Well think of a normal physical situation. Suppose you start with the correlation that people who eat no fruit and veg get scurvy. Then you test different chemicals in the fruit and discover that one of them is ascorbic acid in them, so you follow through how this chemical is used in the body. Every step is physical.

Now consider the task of turning a correlate of consciousness into a physical explanation. However many steps there are, one of them has got to assert that such and such a physical action produces an experience - but how do you do that?

David
 
#20
Once again, someone is taking the reaction to one study in exclusion of anything else to dispute the legit findings of a study contrary to their belief system. Logic does not work this way. Any explanation of consciousness must account for the findings of studies like Aware, if it does not, then it is not a valid theory. The other theory exists, and it is a study and it has valid conclusions. If you do not explain this with scientific research and not utter conjecture what you are saying is worthless.

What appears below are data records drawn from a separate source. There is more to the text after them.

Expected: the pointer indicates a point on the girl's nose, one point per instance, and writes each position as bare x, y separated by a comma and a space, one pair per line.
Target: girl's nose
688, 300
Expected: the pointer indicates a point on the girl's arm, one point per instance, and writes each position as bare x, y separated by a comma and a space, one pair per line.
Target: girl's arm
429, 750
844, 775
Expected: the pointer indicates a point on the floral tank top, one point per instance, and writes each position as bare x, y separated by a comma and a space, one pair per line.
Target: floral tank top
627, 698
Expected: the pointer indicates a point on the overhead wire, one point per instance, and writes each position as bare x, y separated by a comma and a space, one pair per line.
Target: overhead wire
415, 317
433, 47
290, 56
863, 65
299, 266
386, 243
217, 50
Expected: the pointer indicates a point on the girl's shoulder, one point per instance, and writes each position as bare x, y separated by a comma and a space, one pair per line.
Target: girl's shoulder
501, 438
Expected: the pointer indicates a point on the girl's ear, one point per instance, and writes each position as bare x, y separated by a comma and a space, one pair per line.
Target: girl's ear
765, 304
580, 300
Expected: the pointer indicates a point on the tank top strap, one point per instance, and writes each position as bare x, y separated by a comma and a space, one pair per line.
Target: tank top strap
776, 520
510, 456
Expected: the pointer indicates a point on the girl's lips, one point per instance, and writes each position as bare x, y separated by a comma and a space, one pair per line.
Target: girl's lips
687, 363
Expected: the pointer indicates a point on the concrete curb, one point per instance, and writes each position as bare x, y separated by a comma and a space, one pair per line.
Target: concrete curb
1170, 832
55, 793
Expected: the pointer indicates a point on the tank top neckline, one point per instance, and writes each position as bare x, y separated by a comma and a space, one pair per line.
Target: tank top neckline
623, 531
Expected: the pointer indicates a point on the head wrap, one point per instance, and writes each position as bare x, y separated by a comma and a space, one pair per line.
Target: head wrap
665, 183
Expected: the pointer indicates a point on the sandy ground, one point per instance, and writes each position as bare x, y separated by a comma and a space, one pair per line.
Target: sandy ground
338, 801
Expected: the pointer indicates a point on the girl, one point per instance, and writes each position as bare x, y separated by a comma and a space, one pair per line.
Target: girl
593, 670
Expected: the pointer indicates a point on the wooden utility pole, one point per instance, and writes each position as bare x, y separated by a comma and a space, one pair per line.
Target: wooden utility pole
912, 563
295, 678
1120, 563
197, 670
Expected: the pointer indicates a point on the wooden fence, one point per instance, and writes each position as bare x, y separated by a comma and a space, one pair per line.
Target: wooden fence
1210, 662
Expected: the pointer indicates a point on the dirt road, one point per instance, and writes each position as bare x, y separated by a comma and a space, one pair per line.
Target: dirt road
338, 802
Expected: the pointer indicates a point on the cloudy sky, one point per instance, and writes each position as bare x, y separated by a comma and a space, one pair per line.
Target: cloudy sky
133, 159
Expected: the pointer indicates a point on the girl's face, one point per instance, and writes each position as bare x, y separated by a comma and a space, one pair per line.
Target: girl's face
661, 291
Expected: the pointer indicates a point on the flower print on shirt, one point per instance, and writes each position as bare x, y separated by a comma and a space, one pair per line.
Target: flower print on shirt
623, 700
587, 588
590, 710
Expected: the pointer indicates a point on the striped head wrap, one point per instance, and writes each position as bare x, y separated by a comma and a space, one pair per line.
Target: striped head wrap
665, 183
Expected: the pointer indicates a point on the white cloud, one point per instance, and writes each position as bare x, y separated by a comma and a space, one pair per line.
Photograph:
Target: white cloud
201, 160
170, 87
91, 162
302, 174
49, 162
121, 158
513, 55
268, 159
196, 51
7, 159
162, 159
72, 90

What I am saying is that Aware clearly indicated that there was some activity "consciousness" which happened after the brain had shut down. The conclusion of this does not explain this at all. Therefore putting the two results together forces the conclusion that either something was not done right in the aware study, a statement for which there is no evidence, or the consciousness is not produced by the areas discussed in this study, leading to more of a radio receiver explanation. This is causation. You can't ignore things that are not favorable to you to come to the conclusion that you want.